The answer was revealed in 2015 when SpaceX announced plans for a project to deliver high-speed, low latency internet from space, well, from a satellite, well, actually from a whole mess of satellites, thousands of them, probably tens of thousands. Now, to deliver high-latency, slow internet only requires a few giant, geostationary satellite and that only requires a few launches. But to deliver fast and reliable, true broadband internet service from space takes a whole bunch of satellites, as noted earlier possibly tens of thousands (assuming the they want the capacity to serve millions or hundreds of millions of people.) And that’s hundreds of rocket launches.

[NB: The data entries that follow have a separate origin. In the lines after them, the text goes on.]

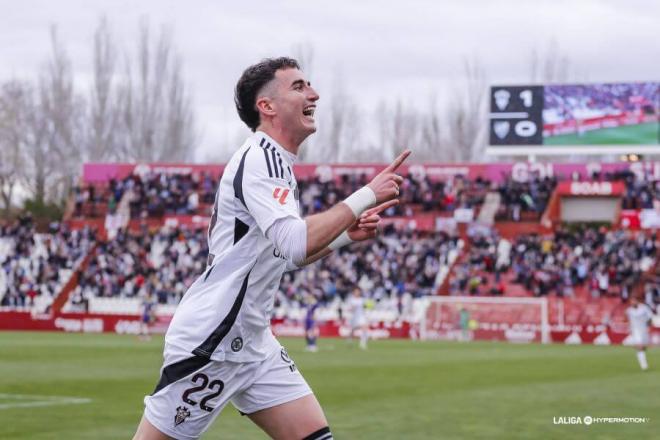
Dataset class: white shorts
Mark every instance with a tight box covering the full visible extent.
[144,347,312,440]
[630,330,649,345]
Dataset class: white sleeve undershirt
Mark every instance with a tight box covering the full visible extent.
[266,217,307,266]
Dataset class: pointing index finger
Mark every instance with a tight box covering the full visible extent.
[385,150,410,172]
[366,199,399,216]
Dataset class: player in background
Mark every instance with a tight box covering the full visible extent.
[134,58,410,440]
[626,296,653,370]
[305,295,321,353]
[139,293,156,341]
[348,287,369,350]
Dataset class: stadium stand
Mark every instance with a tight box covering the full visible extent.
[0,160,660,346]
[0,216,96,312]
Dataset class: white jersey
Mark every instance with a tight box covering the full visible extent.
[626,304,653,335]
[348,296,366,327]
[165,132,300,362]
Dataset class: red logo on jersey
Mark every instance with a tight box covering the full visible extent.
[273,187,289,205]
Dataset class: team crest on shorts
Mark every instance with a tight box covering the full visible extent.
[231,337,243,353]
[174,406,190,426]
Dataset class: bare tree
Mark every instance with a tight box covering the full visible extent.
[86,17,123,161]
[415,93,449,161]
[22,26,84,203]
[376,99,422,161]
[0,81,32,215]
[446,58,488,162]
[309,72,364,163]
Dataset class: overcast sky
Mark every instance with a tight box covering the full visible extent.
[0,0,660,160]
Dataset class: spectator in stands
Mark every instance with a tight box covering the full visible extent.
[0,215,95,312]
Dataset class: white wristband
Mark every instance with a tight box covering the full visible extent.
[328,231,353,251]
[344,186,376,218]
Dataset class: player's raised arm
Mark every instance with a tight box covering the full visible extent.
[305,150,410,258]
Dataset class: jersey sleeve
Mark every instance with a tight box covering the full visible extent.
[234,146,300,235]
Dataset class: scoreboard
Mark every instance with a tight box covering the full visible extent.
[490,86,543,145]
[489,82,660,154]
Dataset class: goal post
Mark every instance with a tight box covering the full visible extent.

Well, what can SpaceX do better than any company on Earth? They can launch lots of things into Earth orbit quickly, and they can do it for dirt cheap. SpaceX’s plan would go something like this this. They would find a dozen satellite launch customers willing to pay for new Falcon 9 rockets, and then, after those commercial mission were flown, SpaceX would re-fly those same rockets, each one ten times or more (only paying for fuel and new upper stages, so super cheap) to launch thousands of their own internet satellites. (And when Starship is ready in couple of years, it will be able to launch up to ten thousand Starlink satellites each year and at a lower cost!)

They had a plan to accumulate the used Falcon 9 rockets, but they didn’t have two other important pieces of the puzzle. So SpaceX got into the satellite and antenna businesses. Once again, Musk studied up and he and SpaceX hired up some of the top people and they developed an inexpensive, super-thin and light satellite that could be built on an assembly line, flat packed, stacked, and launched into orbit by Falcon 9 in batches of 60. They also developed a consumer price-range phased array antenna that could track all of these low-flying satellites without actually moving. And they ramped up assembly lines to build the satellites and the user antennas in bulk. Today there are over 1,000 Starlink satellites in Earth orbit and that number will more than double by the end of this year — and by the end of next year there will be more Starlink satellites in orbit than all other companies’ and governments’ satellites combined.

Starlink, according to Musk, has two purposes. It exists to provide high speed, low-latency internet to millions of people around the world, mostly rural, who today lack broadband internet access or meaningful choice. And second, Starlink exists to fund the Starship program to eventually colonize Mars. SpaceX thinks that the Starlink satellite internet business can generate about 5 times the revenue of their space launch business and that’s just the kind of money they need to build, deploy, and maintain that massive fleet of massive Mars rockets.

So, this Starlink internet service that I’m testing out, and have been posting so much about lately, is also a means to Mars. And if there’s anyone reading this who was following me online back in the day, you’ll know that Mars exploration is a passion of mine. From Soujourner, to MGS and Odyssey, to MRO, Spirit and Opportunity, and through to today with Insight and Perseverance (and let’s not forget that Curiosity, Opportunity, MRO, and Odyssey are all still alive, kicking ass and taking names on and around the red planet.)

If SpaceX is successful with Starlink, Mars exploration will get a huge boost. Whether or not we will end up with a large scale colony on Mars by mid-century, I don’t know. But I do believe with Starship we could see the first humans on the red planet this decade. I think that would be amazing and that means you can expect to hear plenty more from me about SpaceX and Starlink (and Mars.)